SECTION 2.02 Registration in Global or Book-Entry Form. The Company Units shall not be represented by certificates, unless requested by the holder of such Company Units, or the Board provides so by resolution or otherwise. Promptly after the Effective Time, the Company shall register, or cause to be registered, in book-entry or global form, as determined by the Board, the Company Series A Preferred Units, Company Series B Preferred Units and Company Common Units into which the outstanding Partnership Interests represented by the Series A Preferred Units, Series B Preferred Units, Common Units and General Partner Interest, as applicable, shall have been converted as a result of the Conversion.
SECTION 2.03 No Further Rights in Units. The Company Series A Preferred Units, Company Series B Preferred Units and Company Common Units into which the outstanding Partnership Interests represented by Series A Preferred Units, Series B Preferred Units, Common Units and the General Partner Interest, as applicable, shall have been converted as a result of the Conversion in accordance with the terms hereof shall be deemed to have been issued in full satisfaction of all rights pertaining to such Partnership Interests. Immediately following the Effective Time, the Series A Preferred Units, Series B Preferred Units, Common Units and General Partner Interests of the Partnership shall cease to exist, and the holder of any such securities immediately prior to the Effective Time shall cease to have any rights with respect thereto.

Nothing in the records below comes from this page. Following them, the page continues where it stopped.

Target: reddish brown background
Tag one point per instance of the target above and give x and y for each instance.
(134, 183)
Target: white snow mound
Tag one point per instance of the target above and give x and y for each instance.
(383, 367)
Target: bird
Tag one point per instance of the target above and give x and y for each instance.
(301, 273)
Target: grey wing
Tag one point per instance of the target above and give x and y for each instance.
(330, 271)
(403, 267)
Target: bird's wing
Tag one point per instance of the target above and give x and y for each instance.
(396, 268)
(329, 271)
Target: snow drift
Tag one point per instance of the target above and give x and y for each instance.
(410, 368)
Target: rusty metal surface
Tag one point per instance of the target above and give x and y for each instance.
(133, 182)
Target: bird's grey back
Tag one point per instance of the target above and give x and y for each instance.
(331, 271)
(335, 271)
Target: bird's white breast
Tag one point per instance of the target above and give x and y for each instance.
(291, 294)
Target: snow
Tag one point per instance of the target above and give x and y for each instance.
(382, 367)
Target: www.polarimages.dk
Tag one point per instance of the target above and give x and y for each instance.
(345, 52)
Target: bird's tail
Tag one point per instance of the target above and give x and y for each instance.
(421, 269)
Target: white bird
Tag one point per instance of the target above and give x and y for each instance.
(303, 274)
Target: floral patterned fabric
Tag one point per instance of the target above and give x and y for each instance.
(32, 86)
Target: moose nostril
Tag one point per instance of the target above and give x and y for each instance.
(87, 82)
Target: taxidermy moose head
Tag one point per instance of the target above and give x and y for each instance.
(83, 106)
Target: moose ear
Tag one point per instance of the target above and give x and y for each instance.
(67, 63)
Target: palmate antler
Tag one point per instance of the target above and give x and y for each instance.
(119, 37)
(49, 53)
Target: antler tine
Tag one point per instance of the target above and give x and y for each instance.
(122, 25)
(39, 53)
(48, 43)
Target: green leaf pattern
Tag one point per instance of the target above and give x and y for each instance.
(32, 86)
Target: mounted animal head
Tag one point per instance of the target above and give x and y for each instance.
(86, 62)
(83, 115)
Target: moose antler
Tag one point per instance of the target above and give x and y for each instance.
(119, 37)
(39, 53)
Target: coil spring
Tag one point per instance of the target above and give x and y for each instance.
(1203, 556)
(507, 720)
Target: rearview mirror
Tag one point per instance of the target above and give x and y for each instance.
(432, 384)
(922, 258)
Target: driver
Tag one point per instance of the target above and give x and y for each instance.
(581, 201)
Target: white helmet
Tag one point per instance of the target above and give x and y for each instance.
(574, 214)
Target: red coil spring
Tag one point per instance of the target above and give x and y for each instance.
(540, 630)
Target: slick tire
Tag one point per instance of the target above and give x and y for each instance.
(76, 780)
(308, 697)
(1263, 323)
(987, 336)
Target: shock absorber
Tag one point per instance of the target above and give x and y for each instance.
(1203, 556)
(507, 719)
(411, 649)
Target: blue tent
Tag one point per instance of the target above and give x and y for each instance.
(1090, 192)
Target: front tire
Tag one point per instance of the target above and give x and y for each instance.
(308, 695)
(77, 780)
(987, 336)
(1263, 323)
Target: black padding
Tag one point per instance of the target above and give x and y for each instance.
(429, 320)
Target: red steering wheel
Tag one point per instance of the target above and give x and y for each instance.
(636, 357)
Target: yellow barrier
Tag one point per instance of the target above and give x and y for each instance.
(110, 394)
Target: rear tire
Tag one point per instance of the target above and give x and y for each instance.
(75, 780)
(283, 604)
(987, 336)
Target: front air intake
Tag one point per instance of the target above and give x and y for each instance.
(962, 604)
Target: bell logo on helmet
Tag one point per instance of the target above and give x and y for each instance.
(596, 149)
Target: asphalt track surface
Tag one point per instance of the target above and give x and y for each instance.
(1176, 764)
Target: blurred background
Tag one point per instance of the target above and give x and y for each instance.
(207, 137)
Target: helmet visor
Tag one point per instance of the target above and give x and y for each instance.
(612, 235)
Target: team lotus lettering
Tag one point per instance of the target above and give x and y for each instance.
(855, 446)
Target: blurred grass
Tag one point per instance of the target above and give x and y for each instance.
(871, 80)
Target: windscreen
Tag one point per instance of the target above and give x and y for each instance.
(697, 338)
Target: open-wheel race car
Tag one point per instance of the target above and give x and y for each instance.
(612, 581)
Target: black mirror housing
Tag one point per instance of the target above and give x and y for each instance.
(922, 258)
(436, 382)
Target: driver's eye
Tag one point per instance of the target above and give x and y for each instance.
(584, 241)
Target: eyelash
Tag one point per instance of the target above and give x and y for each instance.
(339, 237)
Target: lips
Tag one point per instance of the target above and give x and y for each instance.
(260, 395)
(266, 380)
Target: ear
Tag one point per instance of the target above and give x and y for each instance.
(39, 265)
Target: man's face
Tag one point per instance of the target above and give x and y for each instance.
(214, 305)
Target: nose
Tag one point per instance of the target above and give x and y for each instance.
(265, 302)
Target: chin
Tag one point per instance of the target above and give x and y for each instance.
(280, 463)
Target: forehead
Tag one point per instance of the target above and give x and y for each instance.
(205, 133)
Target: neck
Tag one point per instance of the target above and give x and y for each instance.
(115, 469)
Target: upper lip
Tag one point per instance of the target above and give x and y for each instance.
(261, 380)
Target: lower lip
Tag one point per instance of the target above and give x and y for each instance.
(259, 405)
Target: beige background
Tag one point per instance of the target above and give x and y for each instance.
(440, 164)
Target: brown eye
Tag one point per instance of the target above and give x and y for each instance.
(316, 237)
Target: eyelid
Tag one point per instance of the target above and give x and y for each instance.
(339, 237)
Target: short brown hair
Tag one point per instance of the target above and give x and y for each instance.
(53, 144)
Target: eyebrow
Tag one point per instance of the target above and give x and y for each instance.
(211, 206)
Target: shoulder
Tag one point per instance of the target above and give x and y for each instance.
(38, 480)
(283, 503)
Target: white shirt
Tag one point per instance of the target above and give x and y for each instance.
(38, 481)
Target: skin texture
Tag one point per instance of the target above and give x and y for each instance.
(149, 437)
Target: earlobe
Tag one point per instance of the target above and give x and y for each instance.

SECTION 2.04 Transfer Books. At the Effective Time, there shall be no further registration of transfers on the transfer books of the Partnership of any securities that were outstanding immediately prior to the Effective Time.
ARTICLE III
MISCELLANEOUS
SECTION 3.01 Licenses, Permits, Titled Property, Etc. As applicable, following the Effective Time, to the extent required, the Company shall apply for new U.S. and foreign tax identification numbers, qualifications to conduct business (including as a foreign entity), licenses, permits and similar authorizations on its behalf and in its own name in connection with the Conversion and to reflect the fact that it is a limited liability company. As required or appropriate, following the Effective Time, all real, personal and intangible property of the Partnership which was titled or registered in the name of the Partnership shall be re-titled or re-registered, as applicable, in the name of the Company by appropriate filings and/or notices to the appropriate parties (including, without limitation, any applicable governmental agencies).

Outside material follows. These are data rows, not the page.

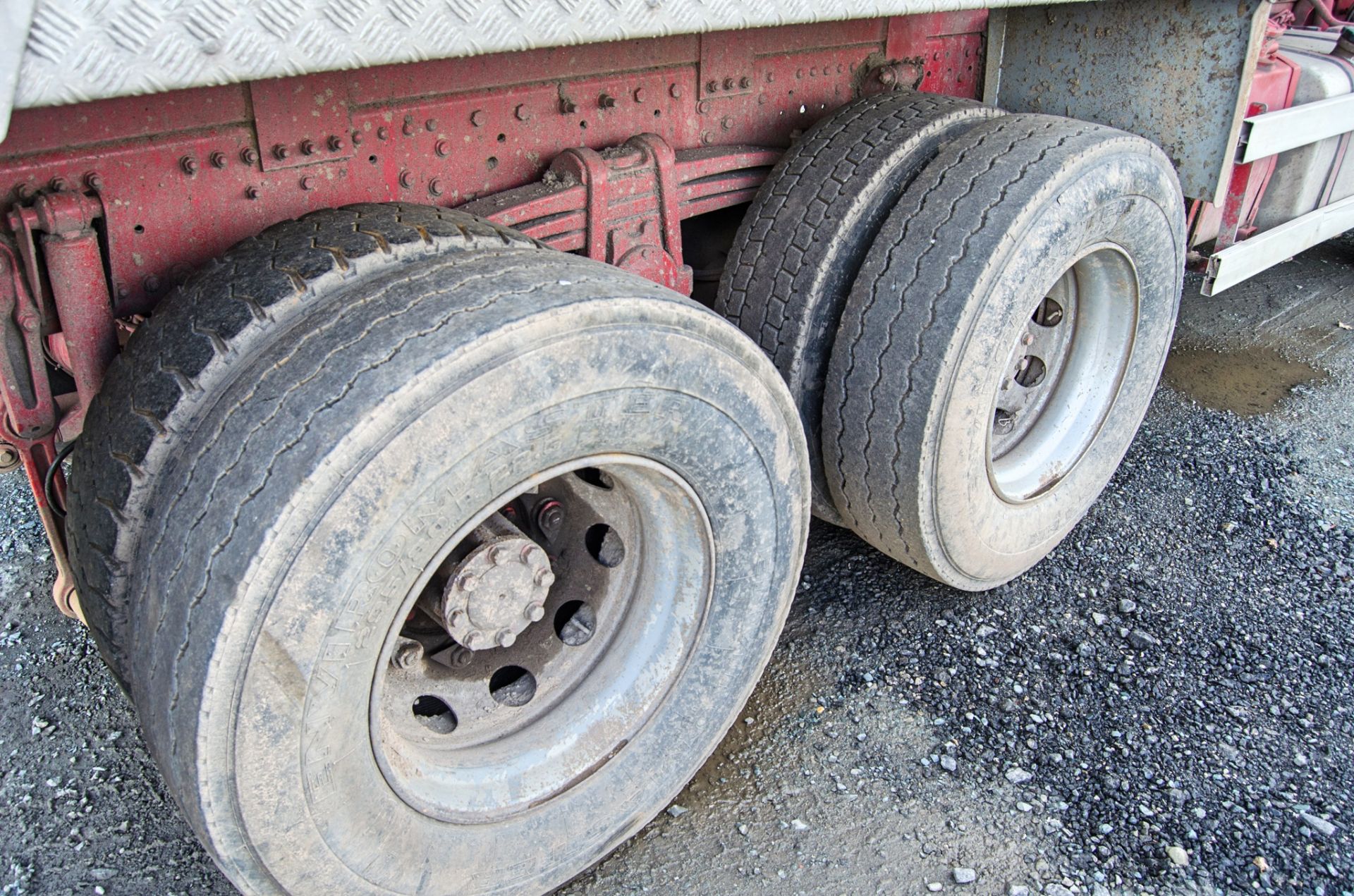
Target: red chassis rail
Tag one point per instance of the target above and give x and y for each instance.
(110, 204)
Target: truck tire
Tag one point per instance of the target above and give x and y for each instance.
(602, 489)
(1001, 344)
(803, 238)
(172, 372)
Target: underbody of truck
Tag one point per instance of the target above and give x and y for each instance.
(431, 519)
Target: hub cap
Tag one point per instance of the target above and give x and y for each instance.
(543, 639)
(1063, 374)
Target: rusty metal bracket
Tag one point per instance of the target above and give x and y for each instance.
(633, 216)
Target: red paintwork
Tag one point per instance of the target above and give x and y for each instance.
(176, 179)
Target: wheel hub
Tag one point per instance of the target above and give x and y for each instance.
(497, 591)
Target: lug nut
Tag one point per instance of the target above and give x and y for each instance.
(406, 656)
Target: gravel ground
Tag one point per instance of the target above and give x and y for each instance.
(1166, 704)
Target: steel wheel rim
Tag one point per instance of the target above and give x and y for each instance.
(590, 696)
(1062, 375)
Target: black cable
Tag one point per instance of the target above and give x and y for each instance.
(51, 472)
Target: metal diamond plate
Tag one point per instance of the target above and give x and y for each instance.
(97, 49)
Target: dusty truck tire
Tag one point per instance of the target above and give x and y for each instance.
(803, 238)
(172, 372)
(1001, 344)
(599, 474)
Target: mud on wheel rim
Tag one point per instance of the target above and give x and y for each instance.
(593, 579)
(1063, 374)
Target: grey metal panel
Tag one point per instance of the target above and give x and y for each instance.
(1177, 73)
(1286, 129)
(95, 49)
(16, 16)
(1249, 257)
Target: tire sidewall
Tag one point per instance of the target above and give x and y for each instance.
(1124, 201)
(282, 730)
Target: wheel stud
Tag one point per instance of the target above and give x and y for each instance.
(550, 519)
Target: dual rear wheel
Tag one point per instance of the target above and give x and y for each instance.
(439, 562)
(990, 343)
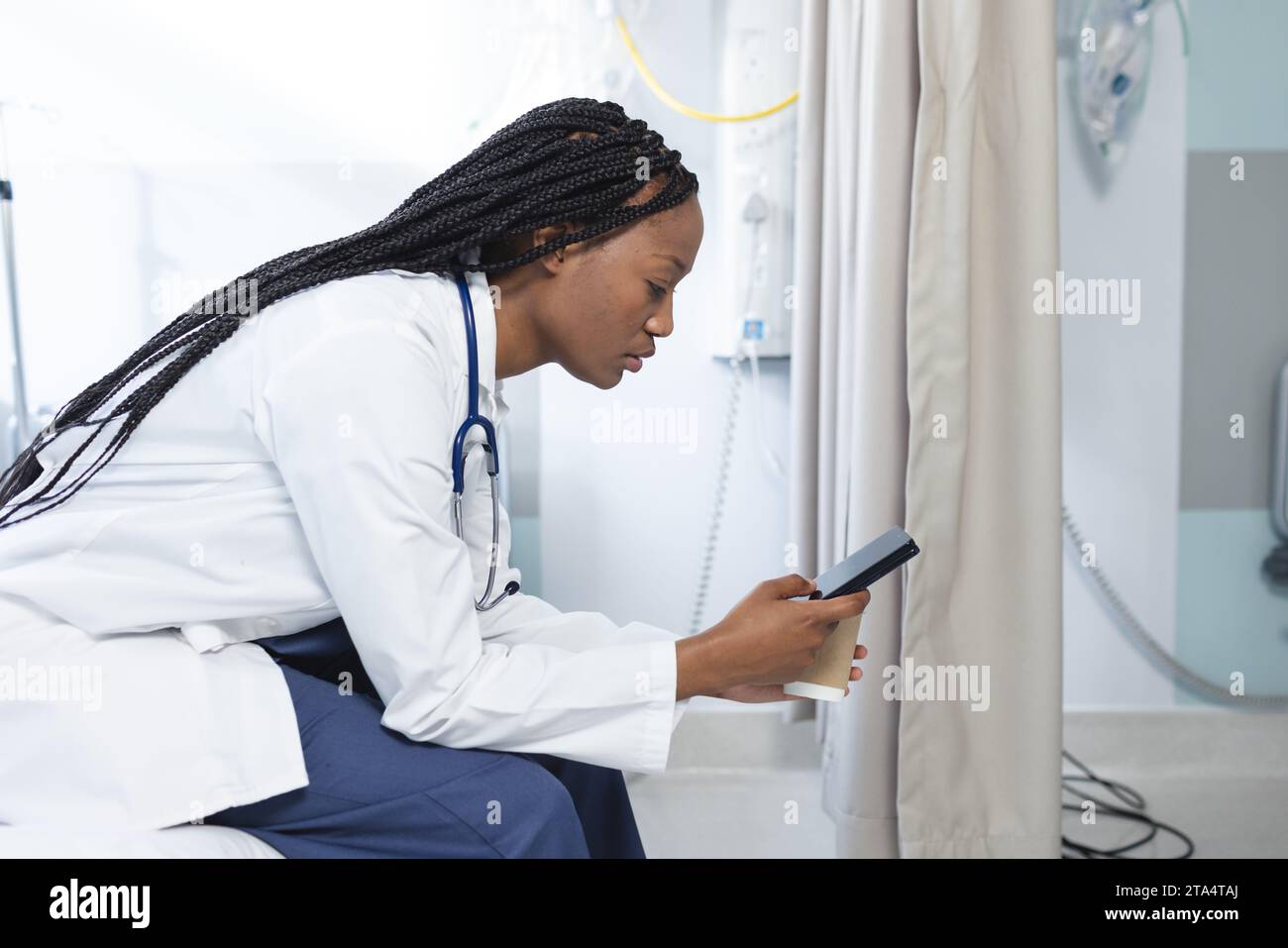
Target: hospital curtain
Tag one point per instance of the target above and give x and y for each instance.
(926, 393)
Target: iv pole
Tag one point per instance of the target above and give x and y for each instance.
(20, 427)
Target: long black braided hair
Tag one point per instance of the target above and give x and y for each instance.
(574, 159)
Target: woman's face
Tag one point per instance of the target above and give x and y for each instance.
(612, 296)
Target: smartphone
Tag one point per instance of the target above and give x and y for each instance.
(861, 570)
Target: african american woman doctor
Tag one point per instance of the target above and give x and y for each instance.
(254, 533)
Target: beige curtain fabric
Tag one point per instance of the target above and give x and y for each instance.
(926, 393)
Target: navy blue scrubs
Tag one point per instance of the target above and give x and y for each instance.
(376, 792)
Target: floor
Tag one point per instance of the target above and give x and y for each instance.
(1227, 792)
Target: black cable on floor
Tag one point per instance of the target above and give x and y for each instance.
(1136, 813)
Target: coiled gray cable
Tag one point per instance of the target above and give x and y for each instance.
(1131, 625)
(708, 556)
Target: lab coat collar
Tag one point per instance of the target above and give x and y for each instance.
(484, 329)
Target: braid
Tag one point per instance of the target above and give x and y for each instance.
(574, 159)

SECTION 3.02 Further Assurances. If, at any time after the Effective Time, the Company shall determine or be advised that any deeds, bills of sale, assignments, agreements, documents or assurances or any other acts or things are necessary, desirable or proper, consistent with the terms of this Plan, (a) to vest, perfect or confirm, of record or otherwise, in the Company its right, title or interest in, to or under any of the rights, privileges, immunities, powers, purposes, franchises, properties or assets of the Partnership, or (b) to otherwise carry out the purposes of this Plan, the Company and its proper officers and directors (or their designees) are hereby authorized to solicit in the name of the Company or the Partnership any third party consents or other documents required to be delivered by any third party, to execute and deliver, in the name and on behalf of the Company or the Partnership, all such deeds, bills of sale, assignments, agreements, documents and assurances and do, in the name and on behalf of the Company or the Partnership, all such other acts and things necessary, desirable or proper to vest, perfect or confirm its right, title or interest in, to or under any of the rights, privileges, immunities, powers, purposes, franchises, properties or assets of the Company or the Partnership and otherwise to carry out the purposes of this Plan.

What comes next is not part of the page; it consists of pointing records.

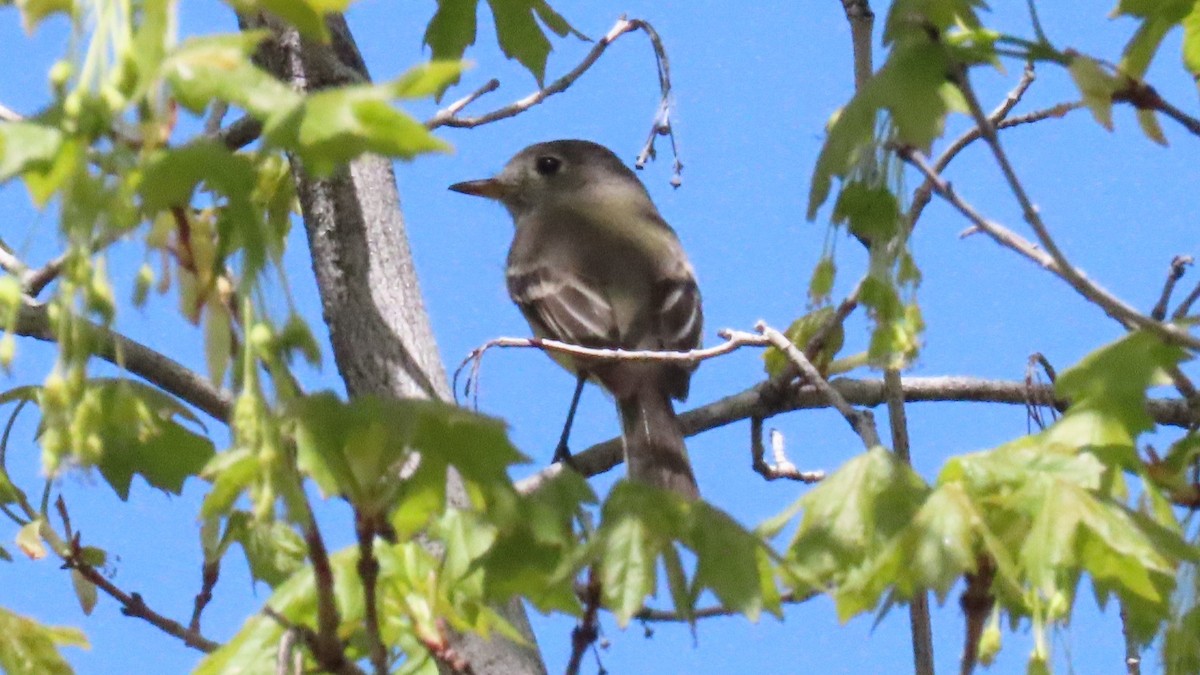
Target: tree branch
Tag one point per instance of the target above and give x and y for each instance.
(1054, 262)
(766, 400)
(449, 117)
(135, 357)
(1111, 305)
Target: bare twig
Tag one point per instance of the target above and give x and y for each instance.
(1180, 266)
(585, 634)
(622, 27)
(453, 109)
(1144, 96)
(312, 641)
(1186, 305)
(918, 609)
(765, 400)
(977, 601)
(328, 647)
(369, 572)
(153, 366)
(1111, 305)
(781, 467)
(1133, 653)
(1053, 262)
(9, 114)
(132, 604)
(664, 616)
(241, 132)
(1032, 384)
(862, 23)
(209, 574)
(862, 422)
(923, 193)
(733, 340)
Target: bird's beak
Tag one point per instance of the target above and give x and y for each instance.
(489, 187)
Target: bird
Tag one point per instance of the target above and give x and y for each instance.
(593, 263)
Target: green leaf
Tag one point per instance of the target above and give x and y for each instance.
(912, 88)
(219, 67)
(232, 472)
(27, 647)
(274, 550)
(537, 554)
(520, 35)
(852, 514)
(1140, 49)
(1108, 390)
(1096, 85)
(361, 448)
(331, 127)
(1192, 42)
(172, 177)
(33, 12)
(799, 333)
(726, 560)
(627, 568)
(27, 145)
(85, 591)
(453, 29)
(427, 79)
(821, 285)
(870, 211)
(135, 431)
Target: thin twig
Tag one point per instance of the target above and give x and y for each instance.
(369, 572)
(453, 109)
(622, 27)
(328, 647)
(135, 357)
(862, 422)
(1133, 653)
(918, 609)
(9, 114)
(585, 634)
(862, 23)
(781, 467)
(1186, 305)
(1144, 96)
(1180, 266)
(209, 574)
(923, 193)
(733, 341)
(132, 604)
(977, 602)
(663, 124)
(1111, 305)
(765, 400)
(665, 616)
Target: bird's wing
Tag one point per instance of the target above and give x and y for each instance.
(681, 321)
(563, 306)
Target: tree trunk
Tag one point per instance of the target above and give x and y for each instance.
(383, 342)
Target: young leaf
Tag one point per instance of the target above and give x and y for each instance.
(27, 647)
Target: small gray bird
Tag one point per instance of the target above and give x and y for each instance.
(593, 263)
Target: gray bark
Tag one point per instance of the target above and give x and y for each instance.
(382, 339)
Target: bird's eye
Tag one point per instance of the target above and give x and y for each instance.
(547, 165)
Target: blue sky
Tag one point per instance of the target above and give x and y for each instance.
(754, 89)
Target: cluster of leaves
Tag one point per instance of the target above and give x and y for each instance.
(1033, 515)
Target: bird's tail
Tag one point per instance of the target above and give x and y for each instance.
(653, 442)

SECTION 3.03 Implementation and Interpretation; Termination and Amendment. This Plan shall be implemented and interpreted, prior to the Effective Time, by the General Partner and, following the Effective Time, by the Board, (a) each of which shall have full power and authority to delegate and assign any matters covered hereunder to any other party(ies), including, without limitation, any directors of the general partner of the Partnership or any directors or officers of the Company, as the case may be, and (b) the interpretations and decisions of which shall be final, binding, and conclusive on all parties. The General Partner at any time prior to the Effective Time may terminate, amend or modify this Plan. Upon such termination of this Plan, if the Certificate of Conversion and the Certificate of Formation have been filed with the Registrar of Corporations of the Republic of the Marshall Islands, but have not become effective, any person or entity that was authorized to execute, deliver and file such certificates may execute, deliver and file a Certificate of Termination (or equivalent document or certificate) of such certificates.